Consequently, when I opened my YouTube app there was basically nothing on the front page that I wanted to watch. Nothing that I should be watching either for work or leisure. YouTube did introduce the concept of “ringing the bell” on channels where you want to be notified of every single release, but I don’t want all 100 of my subscribed channels to send notifications to my inbox every time they release a video. So that solved nothing.


This is when it occurred to me that my watch history might no longer be compatible with whatever YouTube’s latest algorithm was trying to do. After all, I’m not the same person I was thirteen years ago.

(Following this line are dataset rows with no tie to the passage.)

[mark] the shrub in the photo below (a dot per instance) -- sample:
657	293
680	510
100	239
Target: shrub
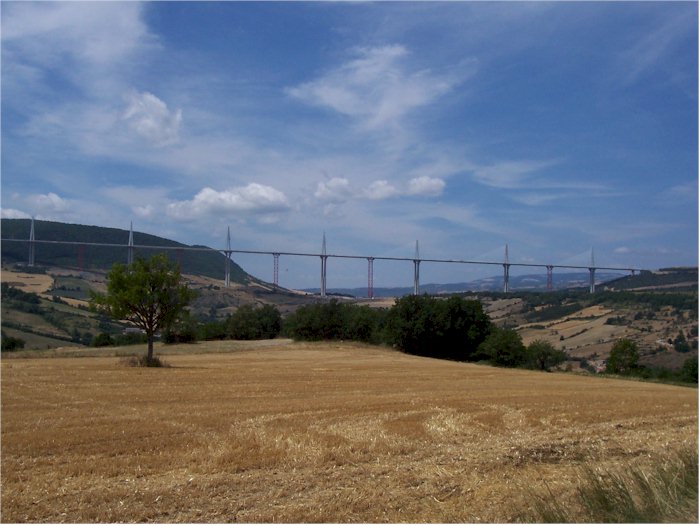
689	372
249	323
335	320
144	361
10	344
504	347
451	329
541	355
103	339
624	357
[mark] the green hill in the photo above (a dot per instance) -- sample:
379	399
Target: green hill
205	263
682	278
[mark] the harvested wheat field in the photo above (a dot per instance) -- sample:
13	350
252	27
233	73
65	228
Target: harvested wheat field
314	433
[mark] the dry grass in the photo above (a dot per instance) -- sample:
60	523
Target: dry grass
314	433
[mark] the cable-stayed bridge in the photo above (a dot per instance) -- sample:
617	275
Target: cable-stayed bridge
323	255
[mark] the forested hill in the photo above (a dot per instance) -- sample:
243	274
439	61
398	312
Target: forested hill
210	264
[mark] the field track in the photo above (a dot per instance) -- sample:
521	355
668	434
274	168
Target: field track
314	432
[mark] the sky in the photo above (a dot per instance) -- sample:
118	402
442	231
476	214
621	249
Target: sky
552	128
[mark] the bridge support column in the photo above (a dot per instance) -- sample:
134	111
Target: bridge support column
32	244
324	261
227	266
130	247
276	270
416	276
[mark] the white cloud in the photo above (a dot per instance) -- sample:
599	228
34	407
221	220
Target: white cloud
94	32
10	213
377	87
150	117
509	174
253	198
656	46
48	204
337	190
426	186
145	212
381	189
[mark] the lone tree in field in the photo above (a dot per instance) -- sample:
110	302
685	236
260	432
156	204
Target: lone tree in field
149	293
624	357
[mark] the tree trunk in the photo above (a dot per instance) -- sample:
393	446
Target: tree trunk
150	347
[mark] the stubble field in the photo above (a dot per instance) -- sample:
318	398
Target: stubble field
314	432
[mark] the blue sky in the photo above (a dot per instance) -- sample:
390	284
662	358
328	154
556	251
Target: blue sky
550	127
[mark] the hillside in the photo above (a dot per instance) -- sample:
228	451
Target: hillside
208	264
663	279
529	282
281	432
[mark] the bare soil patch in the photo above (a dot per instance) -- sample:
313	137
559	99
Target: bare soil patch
313	432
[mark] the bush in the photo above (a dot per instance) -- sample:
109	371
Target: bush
689	372
541	355
624	357
249	323
448	329
10	344
334	321
103	339
504	347
144	361
183	330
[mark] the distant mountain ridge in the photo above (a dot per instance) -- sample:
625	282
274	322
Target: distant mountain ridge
665	278
209	264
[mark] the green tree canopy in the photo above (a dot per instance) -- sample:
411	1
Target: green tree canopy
451	329
542	355
149	293
624	357
249	323
504	347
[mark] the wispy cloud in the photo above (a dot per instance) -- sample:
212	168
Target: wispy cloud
653	49
151	118
251	199
510	174
427	186
377	87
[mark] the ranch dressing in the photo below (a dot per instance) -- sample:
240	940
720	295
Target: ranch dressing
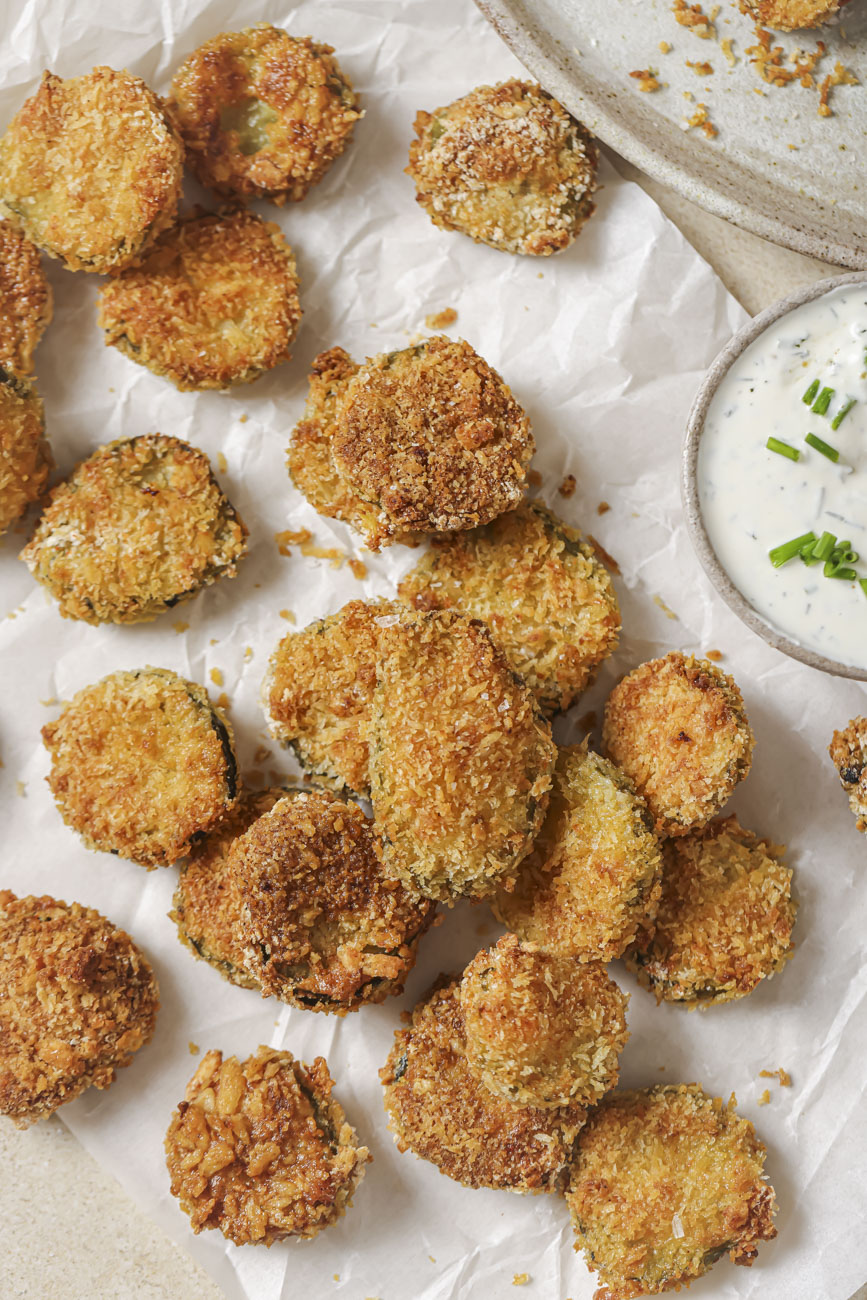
754	499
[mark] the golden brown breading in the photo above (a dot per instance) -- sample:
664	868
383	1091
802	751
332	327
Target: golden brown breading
91	169
138	527
213	303
324	927
538	586
263	113
77	999
677	727
142	765
724	919
460	758
593	876
507	167
25	456
664	1182
441	1112
542	1030
261	1149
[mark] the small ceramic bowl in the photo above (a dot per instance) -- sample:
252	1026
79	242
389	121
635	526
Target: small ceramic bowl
689	484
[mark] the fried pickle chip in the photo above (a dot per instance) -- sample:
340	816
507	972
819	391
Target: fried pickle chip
138	527
25	456
507	167
441	1112
261	1149
77	1000
91	169
677	727
664	1182
142	765
538	586
593	875
542	1030
460	758
213	303
263	115
324	927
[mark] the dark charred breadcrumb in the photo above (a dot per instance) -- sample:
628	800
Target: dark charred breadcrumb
137	528
677	728
507	167
664	1182
441	1112
77	999
91	169
142	765
541	590
261	1151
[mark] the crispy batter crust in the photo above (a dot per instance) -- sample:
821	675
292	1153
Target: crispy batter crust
142	765
138	527
663	1183
77	999
261	1149
541	590
215	303
542	1030
593	876
460	759
677	727
263	113
507	167
91	169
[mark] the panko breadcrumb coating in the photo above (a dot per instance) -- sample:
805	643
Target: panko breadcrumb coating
724	918
542	1030
460	758
142	765
91	169
677	728
137	528
263	115
507	167
77	999
541	590
213	303
441	1112
593	876
261	1149
663	1183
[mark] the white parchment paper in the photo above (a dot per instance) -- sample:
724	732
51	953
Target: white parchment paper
605	346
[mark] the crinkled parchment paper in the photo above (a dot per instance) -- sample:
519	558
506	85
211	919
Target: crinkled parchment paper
605	346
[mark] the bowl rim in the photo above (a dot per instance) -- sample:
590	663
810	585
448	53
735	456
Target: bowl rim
720	580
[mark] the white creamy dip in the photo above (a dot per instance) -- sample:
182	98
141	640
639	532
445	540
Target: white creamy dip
754	499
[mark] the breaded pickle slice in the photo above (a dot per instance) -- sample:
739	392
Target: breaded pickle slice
91	169
593	876
25	456
263	115
213	303
442	1113
542	1030
77	999
460	758
507	167
677	728
142	765
138	527
324	926
261	1149
538	586
724	918
664	1182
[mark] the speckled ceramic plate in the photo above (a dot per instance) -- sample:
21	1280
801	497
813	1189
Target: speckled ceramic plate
775	167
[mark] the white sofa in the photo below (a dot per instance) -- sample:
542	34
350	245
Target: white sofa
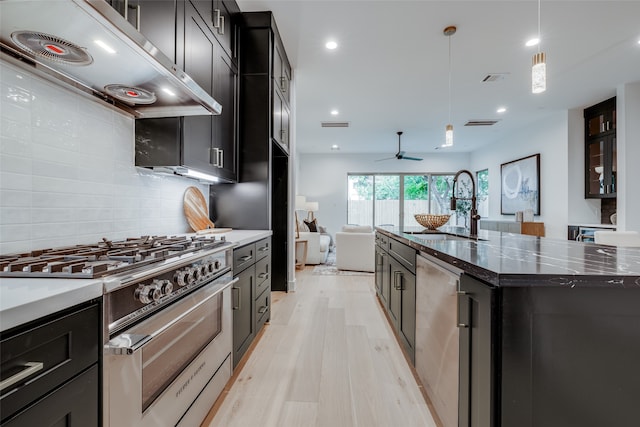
317	246
355	248
629	239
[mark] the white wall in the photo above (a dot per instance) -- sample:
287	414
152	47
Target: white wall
628	145
67	173
323	177
549	138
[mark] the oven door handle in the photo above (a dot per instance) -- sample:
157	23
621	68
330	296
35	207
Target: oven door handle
126	344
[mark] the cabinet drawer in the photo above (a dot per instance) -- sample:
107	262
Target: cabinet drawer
263	275
406	255
382	241
243	257
76	400
263	309
64	346
263	247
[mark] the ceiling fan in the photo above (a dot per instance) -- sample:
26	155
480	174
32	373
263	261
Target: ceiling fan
400	154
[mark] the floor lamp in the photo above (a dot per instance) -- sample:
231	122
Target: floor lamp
301	202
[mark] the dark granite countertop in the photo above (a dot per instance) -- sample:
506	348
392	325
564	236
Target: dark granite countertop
505	259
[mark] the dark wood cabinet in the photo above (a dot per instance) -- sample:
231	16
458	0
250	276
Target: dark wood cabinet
251	295
259	200
206	144
395	277
477	390
243	315
600	150
63	351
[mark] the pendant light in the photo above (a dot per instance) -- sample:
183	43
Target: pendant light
448	135
539	66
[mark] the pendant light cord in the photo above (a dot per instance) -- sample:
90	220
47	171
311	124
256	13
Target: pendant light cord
539	39
450	79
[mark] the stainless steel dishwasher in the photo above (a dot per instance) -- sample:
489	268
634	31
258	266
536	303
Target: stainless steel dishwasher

I don’t watch the exact same content I do now as I did in my early 20s. Since YouTube bases its recommendations on your past behavior, maybe it’s my past behavior that’s now catching up with me and ruining the experience.

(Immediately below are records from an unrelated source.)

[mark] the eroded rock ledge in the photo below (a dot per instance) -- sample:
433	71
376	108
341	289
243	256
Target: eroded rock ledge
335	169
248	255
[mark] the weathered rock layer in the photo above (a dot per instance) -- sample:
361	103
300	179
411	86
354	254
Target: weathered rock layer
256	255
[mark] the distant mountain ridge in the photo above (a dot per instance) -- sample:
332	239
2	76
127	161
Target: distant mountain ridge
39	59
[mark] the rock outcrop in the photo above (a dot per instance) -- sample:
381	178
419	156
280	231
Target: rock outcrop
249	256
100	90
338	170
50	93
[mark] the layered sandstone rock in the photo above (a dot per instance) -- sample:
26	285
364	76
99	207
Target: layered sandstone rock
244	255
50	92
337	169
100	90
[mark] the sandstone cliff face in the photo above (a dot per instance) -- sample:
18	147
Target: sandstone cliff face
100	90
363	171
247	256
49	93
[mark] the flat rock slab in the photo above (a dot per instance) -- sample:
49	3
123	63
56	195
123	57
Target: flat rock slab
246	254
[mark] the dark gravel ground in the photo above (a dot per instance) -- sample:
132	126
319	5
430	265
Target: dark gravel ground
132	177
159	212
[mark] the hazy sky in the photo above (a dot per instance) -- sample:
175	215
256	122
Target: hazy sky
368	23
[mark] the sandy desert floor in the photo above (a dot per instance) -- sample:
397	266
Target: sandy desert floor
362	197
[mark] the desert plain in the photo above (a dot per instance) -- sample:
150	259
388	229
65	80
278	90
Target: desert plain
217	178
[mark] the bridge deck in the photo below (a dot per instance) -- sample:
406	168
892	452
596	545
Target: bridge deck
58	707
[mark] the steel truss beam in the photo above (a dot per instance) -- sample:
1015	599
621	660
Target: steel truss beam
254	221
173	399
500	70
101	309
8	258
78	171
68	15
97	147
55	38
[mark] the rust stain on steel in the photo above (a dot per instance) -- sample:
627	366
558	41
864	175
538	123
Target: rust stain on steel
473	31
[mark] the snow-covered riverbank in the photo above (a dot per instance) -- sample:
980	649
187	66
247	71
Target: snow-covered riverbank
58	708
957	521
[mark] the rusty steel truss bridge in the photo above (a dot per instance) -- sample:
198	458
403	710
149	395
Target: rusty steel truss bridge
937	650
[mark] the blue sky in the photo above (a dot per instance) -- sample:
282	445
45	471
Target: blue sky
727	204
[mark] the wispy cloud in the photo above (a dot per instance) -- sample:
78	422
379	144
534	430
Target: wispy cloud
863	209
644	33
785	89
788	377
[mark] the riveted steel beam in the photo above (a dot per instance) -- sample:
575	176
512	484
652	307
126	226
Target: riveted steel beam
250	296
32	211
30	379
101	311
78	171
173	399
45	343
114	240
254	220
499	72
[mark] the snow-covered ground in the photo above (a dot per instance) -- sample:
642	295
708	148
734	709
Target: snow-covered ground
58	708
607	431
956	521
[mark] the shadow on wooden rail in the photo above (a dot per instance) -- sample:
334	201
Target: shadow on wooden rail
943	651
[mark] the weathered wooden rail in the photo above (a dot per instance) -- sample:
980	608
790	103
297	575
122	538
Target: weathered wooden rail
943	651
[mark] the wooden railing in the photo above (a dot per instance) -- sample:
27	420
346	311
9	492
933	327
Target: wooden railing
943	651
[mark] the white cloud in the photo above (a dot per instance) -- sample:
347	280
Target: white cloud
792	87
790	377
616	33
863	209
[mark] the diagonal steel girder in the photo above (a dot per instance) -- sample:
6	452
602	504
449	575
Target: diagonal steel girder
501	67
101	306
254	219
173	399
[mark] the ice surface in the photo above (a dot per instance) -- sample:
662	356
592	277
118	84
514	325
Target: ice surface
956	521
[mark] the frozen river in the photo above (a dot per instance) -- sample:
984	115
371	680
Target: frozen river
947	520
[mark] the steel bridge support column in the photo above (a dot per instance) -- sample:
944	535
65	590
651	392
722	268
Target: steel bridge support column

I Can’t Curate All That HIstory

It should be said that I did not have to delete all of my watch history in order to improve my recommendations. You can go through your history manually and remove only what you don’t want taken into account. However, as we’ve established, in my case, the sheer amount of history was massive. There’s no way that I could curate that much, and it would be an enormous time investment.

Maybe someone who’s only been on YouTube for less than a year could realistically curate their watch history if they don’t watch that much, but I think most people just won’t have a practical way to do it. Which is why I just decided to delete it all.


The Good and Bad of Nuking My Watch History

After taking the plunge, there was an immediate and dramatic improvement in the YouTube feed. Now YouTube only has my subscriptions and the latest watch history to go on. So, as I watch new videos that reflect what I want to watch, the better my feed has become.

I never really cared about Watch History as a way to find videos I’ve watched before, other than perhaps the ones I watched the day before, so the main negative here is that now YouTube is recommending videos to me that I have already seen. On the one hand, this is a good sign, because for the most part, these are videos that I actually liked. So if YouTube is recommending them again, I’m on the right track. On the other hand, it can be a little annoying to start up a video only to realize I’ve already seen it years ago. Though, sometimes I do just watch them again!


The main golden opportunity this blank slate has provided me, is applying the gift of hindsight. When I watch videos now, it’s with foreknowledge of how they will affect my future. So I take the time to like or dislike videos, and I even delete videos from my watch history immediately if they really aren’t my cup of tea. A radical fresh start like this isn’t for everyone, but if you’ve felt like YouTube just doesn’t know you anymore, then this might be the right time to delete your YouTube Watch History.